U.S. consumers scored worse than those in any other country, developing or developed, on housing, transportation and goods. They are by far the least likely to use public transportation, to walk or bike to their destinations or to eat locally grown foods. They have among the largest average residence size in the survey. Only 15 percent say they minimize their use of fresh water.
Discover Your Greendex Score
Individuals around the world can find out where they rank on the Greendex scale by visiting nationalgeographic.com/greendex and taking an abbreviated survey. They can also examine the Greendex survey results by country, measure their knowledge of some basic green issues against what others around the world know, and get tips on living a more environmentally friendly lifestyle. “National Geographic has been committed to caring for the environment for many years, and part of our mission is to help people understand how they can reduce their impact on the planet. We hope people will be inspired to look at how their own behavior is affecting the environment and take steps to minimize their environmental footprint,” the Society’s Terry Garcia said.

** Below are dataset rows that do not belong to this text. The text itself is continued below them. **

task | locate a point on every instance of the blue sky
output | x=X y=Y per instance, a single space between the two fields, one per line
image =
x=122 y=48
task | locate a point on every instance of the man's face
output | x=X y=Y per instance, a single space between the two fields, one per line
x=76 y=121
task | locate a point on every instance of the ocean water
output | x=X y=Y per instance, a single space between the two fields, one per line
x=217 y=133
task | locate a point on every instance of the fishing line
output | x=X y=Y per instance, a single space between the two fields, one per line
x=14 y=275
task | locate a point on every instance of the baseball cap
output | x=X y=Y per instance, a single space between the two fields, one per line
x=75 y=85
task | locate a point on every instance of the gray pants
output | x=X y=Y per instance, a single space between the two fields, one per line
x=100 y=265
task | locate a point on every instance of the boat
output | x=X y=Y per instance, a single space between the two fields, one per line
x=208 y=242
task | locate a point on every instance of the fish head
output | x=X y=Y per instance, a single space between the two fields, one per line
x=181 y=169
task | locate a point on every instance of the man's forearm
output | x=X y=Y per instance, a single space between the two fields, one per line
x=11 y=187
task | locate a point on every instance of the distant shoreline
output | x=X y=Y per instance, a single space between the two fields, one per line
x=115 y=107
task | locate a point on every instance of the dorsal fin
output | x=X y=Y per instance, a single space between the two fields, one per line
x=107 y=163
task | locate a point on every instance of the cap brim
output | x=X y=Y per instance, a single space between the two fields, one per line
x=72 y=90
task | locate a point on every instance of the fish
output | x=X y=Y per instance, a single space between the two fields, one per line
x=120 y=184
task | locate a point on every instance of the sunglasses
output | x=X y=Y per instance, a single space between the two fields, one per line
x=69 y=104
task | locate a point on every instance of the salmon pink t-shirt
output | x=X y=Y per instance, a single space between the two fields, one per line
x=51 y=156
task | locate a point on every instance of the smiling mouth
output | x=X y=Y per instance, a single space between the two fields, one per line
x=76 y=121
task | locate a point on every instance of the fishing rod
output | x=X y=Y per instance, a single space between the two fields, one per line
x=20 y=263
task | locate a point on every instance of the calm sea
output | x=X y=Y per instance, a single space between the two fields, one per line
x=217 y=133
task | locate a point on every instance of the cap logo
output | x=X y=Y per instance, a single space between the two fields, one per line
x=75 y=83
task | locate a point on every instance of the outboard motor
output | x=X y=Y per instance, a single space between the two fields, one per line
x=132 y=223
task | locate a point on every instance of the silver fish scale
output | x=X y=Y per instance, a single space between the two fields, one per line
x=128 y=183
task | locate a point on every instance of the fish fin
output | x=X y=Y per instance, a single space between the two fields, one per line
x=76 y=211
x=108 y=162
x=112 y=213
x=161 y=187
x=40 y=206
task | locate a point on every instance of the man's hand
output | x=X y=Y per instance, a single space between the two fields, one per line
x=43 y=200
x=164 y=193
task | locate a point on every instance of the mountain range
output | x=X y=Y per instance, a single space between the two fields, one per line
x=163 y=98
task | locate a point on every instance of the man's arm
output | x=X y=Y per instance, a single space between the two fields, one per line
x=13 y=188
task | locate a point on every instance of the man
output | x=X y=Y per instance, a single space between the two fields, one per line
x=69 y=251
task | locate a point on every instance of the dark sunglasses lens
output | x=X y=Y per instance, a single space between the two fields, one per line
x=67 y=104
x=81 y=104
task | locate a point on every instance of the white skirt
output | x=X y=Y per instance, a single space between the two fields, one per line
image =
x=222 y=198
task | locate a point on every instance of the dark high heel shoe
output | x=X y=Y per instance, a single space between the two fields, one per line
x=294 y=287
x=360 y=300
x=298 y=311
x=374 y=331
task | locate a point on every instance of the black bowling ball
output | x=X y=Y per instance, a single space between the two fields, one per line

To provide context for the Greendex results, National Geographic and GlobeScan also developed a “Market Basket,” a set of national macroeconomic indicators of consumption in four areas important to environmentally sustainable behavior — energy, transportation, travel and consumer goods. The data, gathered by the Economist Intelligence Unit, mirrors in part the consumer behavior measured by the Greendex survey. The purpose of the Market Basket is to provide an external estimate of changes in consumer behavior over time, while acknowledging that industry and government also play a critical role. The Greendex, for example, measures things consumers are doing to save energy in a country; the Market Basket measures whether total energy consumption in the country is actually going up or down. The Market Basket will also establish a framework for comparing the relative environmental impact of each country’s size and rate of growth, over time.
Current Market Basket data validate the 2008 Greendex rankings, with actual energy consumption aligned with each country's Greendex score. More importantly, however, the Market Basket data suggest that if current growth rates are sustained in certain countries in 2008, Greendex rankings may change considerably in the near future.